# Project Title:

## Abstract

## Introduction:



## Methods
In this project, we make use primarily of two main methodologies: spatial microsimulation to address the problem of a lack of granular data, and geodemographic clustering to demonstrate the use and benefits of this granular data, even when it is synthetically generated. In this case, to demonstrate how it can be used to create clusters of areas where certain social/political attitudes prevail. 

Spatial microsimulation is a relatively recent development in the discipline of microsimulation, with most of the pioneering studies of microsimulation being combined with demography being published in the 1980s (Tanton and Edwards, 2013). It involves taking a dataset of individual-level granular data, and utilising aggregate data with a geometric quality (usually taken from a census) to reweight and project the individual data, effectively 'creating' a population of synthetic individuals. This doens't create any 'new data' as such, instead it calculates how representative each individual is of each zone and creates repeat individuals to make up the populations of each zone according to what we already know to be true of that zone. These microsimulations can be either static (creating a snapshot of the population) or dynamic (moving that population through time and certain phenomena). Although it is a young methodology, it's importance in all levels of planning cannot be understated. Granular data is incredible valuable in observing trends within populations on a spatial and temporal scale, but collecting data on every individual in a study area is expensive and arduous. Spatial microsimulation allows for the synthesis of granular data where it did not previously exist, and so allows for methods of studying entire populations without requiring data collection for an entire population. 

The method has been successfully utilised in a range of different  health studies (e.g., a recently published study used spatial microsimulation to simulated the prevalence of back pain across small areas in England (Smalley and Edwards, 2024), and dynamic spatial microsimulation was utilised a lot within the COVID-19 health pandemic to create models that simulated the spread of coronavirus on a local scale (Spooner *et al*, 2021)) and in other studies of urban dynamics (e.g., another study used microsimulation in order to simulate labour markets in order to understand migration flows within an area, including individual characteristics such as age and training (Amrhein and MacKinnonf, 1988). As a method of creating granular data, it's applications are numerous and invaluable.

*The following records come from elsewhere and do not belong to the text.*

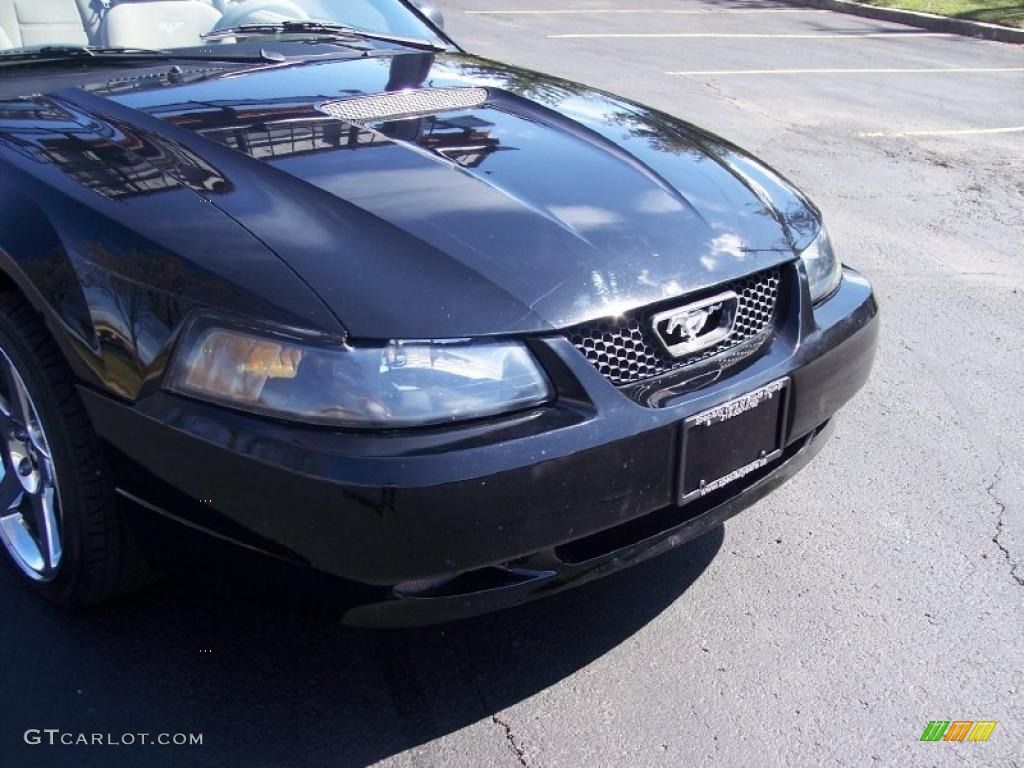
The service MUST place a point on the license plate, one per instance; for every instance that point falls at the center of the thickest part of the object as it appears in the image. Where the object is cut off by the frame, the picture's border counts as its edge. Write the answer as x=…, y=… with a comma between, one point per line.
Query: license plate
x=729, y=441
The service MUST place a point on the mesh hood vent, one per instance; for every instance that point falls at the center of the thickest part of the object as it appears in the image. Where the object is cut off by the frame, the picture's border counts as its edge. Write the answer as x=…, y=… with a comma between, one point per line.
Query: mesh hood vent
x=409, y=103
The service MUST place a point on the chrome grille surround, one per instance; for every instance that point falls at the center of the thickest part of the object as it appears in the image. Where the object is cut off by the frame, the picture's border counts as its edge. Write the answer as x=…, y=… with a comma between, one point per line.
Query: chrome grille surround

Our second methodology here is kMeans clustering to create a geodemographic classification of electoral zones in York. This is a method of grouping areas by certain characteristics to create 'clusters' of neighbourhoods (or even households if we were to look at a smaller scale). With a top-down approach to creating clusters, kMeans uses machine learning to randomly distribute centroids and group objects based on their closest centroid, then re-adjusting the centroid to be the mean distance between all it's grouped objects.

It relies on the idea that individuals will chose to live in areas with people similar to them and it often has quite broad applications, e.g., for marketing purposes to create clusters of different types of consumers. But so long as the data exists, we can use it to create clusters of any characteristics we chose. The methodology requires granular-level data, therefore requiring the data we created with the previous method of spacial microsimulation. 


In this study, we will use a static spatial microsimulation to create a population estimate of York based off of responses to the 2020 British Social Attitudes Survey. The British Social Attitudes survey is a longitudinal study, running since 1983, which surveys a representative population of Britain on their opinions on pressing social matters. Using a subset of the 2020 dataset (NatCen Social Research, 2023), we will create a 




### Data Sources

| Dataset | Description |
| ------ |  --- |
| British Social Attitudes Survey 2020 |  Individual level data for microsimulation. Contains a range of variables all pertaining to the participants social attitudes and beliefs (NatCen Social Research, 2023). |
| UK Census Data | UK census data from 2011 (Office for National Statistics, 2011) at the electoral ward scale for York, only downloading data for aggregate counts of age and sex for all adults in York in order to form our aggregate constraints for microsimulation. |
| Electoral Zones Shapefile | Shapefile of York's electoral boundaries from 2011 (before changes that occured after our census data was collected) (UK Data Service, 2024). |

*Table 1: data sources*

To carry out these methods we use three data sources, as shown in table 1 above. Each of them need a significant amount of cleaning before we can use them within our methods. The British Social Attitudes survey is originally in the format of a .sav file. For use in for our spatial microsimulation, the file needs to be transformed into a CSV which we do in with an <a href="Cleaning.ipynb#SPSS-to-CSV">RStudio script</a>. This new CSV data set has nearly 3964 rows and 210 columns. We <a href="Cleaning.ipynb#Step-3:-Subsetting">create a subset</a> of the data, only including data entries for individuals located in Yorkshire and the Humber to be able to more accurately simulate a population of York. At the same time, we <a href="Cleaning.ipynb#Step-4:-Cleaning-the-new-CSV">remove all unnecessary columns</a> in order to increase processing times. After further removing all rows containing NaN values, we are left with a complete dataset with 276 rows and 19 columns. To finish, variables are changed to more descriptive names.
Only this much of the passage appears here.